Впрочем, ты же читал газеты, поэтому так не думал. Но ты хотел верить в страну, где поселился, и делал вид, будто не помнишь, что замок был записан не на твое имя по одной простой причине - ты был евреем-иностранцем и не имел права владеть землей, акт купли-продажи подписал твой старший сын Анри, который в восемнадцать лет получил французское гражданство и недавно демобилизовался с проигранной войны. Но ты говорил: «Все-таки здесь уже свобода», словно оправдываясь, что от погромов в Польше увез семью не так далеко, как хотел. Ты намеревался уехать в Америку, но остановился во Франции, может, из-за статьи Золя «Я обвиняю» [3] или Бальзака, которого читал на идише, ты сам себя убедил, что здесь с нами ничего не может случиться. Как же ты был наивен! Вероятно, когда приобретал замок и окружающие его виноградники, ты отчасти поверил маршалу Петену, призывавшему сограждан вернуться к сельской жизни. Слишком поверил в так называемую свободную зону [4] . Поверил мэру и комиссару деревни, которые пообещали известить тебя, если возникнет угроза. Мы, евреи, жили в самом приметном доме.
3
В своей статье «Я обвиняю», написанной в форме открытого письма президенту Франции Феликсу Фору и опубликованной в газете L’Aurore («Аврора») в 1898 году, писатель Эмиль Золя обвинил власти страны в антисемитизме и незаконном аресте Альфреда Дрейфуса, французского офицера еврейского происхождения, которому инкриминировали передачу военных секретов противнику.
4
Во время Второй мировой войны Франция была разделена на Северную зону, оккупированную Германией, и Южную, так называемую свободную, куда немецкие войска не вводились, но в ней действовал коллаборационистский режим Виши с маршалом Петеном во главе.

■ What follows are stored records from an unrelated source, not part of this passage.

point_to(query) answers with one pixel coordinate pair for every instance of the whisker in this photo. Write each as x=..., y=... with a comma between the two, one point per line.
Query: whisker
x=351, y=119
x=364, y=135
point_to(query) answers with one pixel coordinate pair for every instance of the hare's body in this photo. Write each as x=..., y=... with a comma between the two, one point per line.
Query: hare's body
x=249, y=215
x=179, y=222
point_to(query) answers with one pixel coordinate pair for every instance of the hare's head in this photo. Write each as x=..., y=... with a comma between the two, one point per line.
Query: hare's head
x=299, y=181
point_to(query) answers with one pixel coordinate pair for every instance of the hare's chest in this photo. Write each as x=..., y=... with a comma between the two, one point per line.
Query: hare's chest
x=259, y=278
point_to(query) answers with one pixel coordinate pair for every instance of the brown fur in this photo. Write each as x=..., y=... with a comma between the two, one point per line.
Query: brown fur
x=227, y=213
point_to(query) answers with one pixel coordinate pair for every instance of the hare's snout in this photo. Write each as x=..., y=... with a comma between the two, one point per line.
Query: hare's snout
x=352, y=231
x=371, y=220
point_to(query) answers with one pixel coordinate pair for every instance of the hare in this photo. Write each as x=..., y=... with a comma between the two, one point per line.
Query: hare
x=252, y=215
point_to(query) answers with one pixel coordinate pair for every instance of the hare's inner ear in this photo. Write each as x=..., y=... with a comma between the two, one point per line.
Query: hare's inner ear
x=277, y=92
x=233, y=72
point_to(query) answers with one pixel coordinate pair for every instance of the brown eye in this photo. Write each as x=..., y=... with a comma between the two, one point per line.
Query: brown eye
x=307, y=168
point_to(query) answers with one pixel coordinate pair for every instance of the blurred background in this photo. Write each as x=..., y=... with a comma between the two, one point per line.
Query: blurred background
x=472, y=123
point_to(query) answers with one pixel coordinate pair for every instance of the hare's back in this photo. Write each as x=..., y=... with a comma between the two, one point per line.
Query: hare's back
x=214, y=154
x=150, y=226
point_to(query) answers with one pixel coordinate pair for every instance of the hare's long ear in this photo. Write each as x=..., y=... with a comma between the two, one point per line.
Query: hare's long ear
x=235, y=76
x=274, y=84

Замок этот был не про твою, не про нашу честь. Но последнюю ночь мы провели в нем - непомерное излишество. Накануне вечером мы многих предупредили, что оставаться дома опасно, и кто бы знал, почему свой побег мы отложили до утра. Еще на одну ночь. В замке, что был непомерным излишеством для нас. Помнишь, как его у нас тут же отобрали? Они согнали туда всех, кого схватили, - арестованных мы не знали, может, это были бойцы движения Сопротивления или подозреваемые в оказании им помощи, - они прибывали подразделениями; ты еще оставался оглоушенным после жестокого удара прикладом по голове, а я неуклюже собирала чемодан, когда один из немцев сказал: «Возьмите кофты: там, куда вы едете, холодно». Они конфисковывали все, что находили, прямо у нас на глазах, в том числе вещи мамы и Анриетты, спрятанные глубоко в кустарнике, мы больше не были у себя дома, этот замок никогда толком нашим домом не был. Разве что года два. Потом в нем расположились немцы.